Single by Tinashe featuring Ms Banks

from the album Songs for You
- Released: October 24, 2019
- Genre: Electropop; UK rap;
- Length: 2:45
- Label: Tinashe Music
- Songwriters: Thyra Banks; Rook Monroe; Tinashe Kachingwe; Parrish Warrington; Diederik van Elsas;
- Producer: Trackside

Tinashe singles chronology
| "Throw a Fit" (2018) | "Die a Little Bit" (2019) | "Touch & Go" (2019) |

Ms Banks singles chronology
| "My Size" (2018) | "Die a Little Bit" (2019) |  |

Music video
- "Die a Little Bit" on YouTube

= Die a Little Bit =

2019 single by Tinashe

"Die a Little Bit" is a song by American singer Tinashe featuring guest vocals from British rapper Ms Banks.
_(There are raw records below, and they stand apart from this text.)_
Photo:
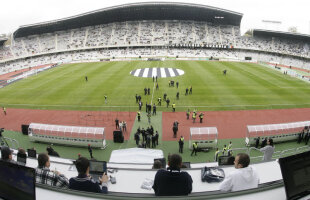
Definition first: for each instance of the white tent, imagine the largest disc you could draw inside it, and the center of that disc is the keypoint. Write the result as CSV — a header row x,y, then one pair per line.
x,y
278,132
135,156
68,135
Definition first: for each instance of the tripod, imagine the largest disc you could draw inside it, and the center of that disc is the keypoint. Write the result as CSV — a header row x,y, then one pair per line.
x,y
3,141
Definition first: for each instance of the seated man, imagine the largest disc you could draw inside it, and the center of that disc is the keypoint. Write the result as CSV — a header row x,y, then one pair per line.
x,y
243,178
6,154
172,182
51,151
85,182
45,176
It was released through Tinashe's independent label, Tinashe Music Inc. on October 24, 2019, as the first single from Tinashe's fourth studio album, Songs for You. The song was produced by Trackside and written by Ms Banks, Rook Monroe and Tinashe.

==Background and release==
After the release of Tinashe's previous single "Throw a Fit" last year, she released "Die a Little Bit" for her fourth studio album. According to Rolling Stone, the single arrived following her split from RCA earlier in the year, marking a new phase in her independent career. A remix version with producer Zhu was released on July 3, 2020.

==Composition==
"Die a Little Bit" has been described as electropop and UK rap over a throwback '90s house beat with breathy vocals and minimal production. According to Paper, the track blends Tinashe's rapped delivery and light soprano vocals with crisp London house–influenced production. British rapper Ms Banks contributes an additional verse, bringing an energetic flow to a song centered on themes of partying intensely and embracing a no-regret attitude.

==Critical reception==
Stereogum noted its sharp, minimal club-oriented sound, produced by New York duo Trackside, and highlighted the contribution of London rapper Ms Banks. The track has additionally been compared to a more commercial take on the avant-R&B style associated with artists like Kelela.

==Music video==
The music video for "Die a Little Bit" depicts Tinashe brooding and later partying with friends in a club setting.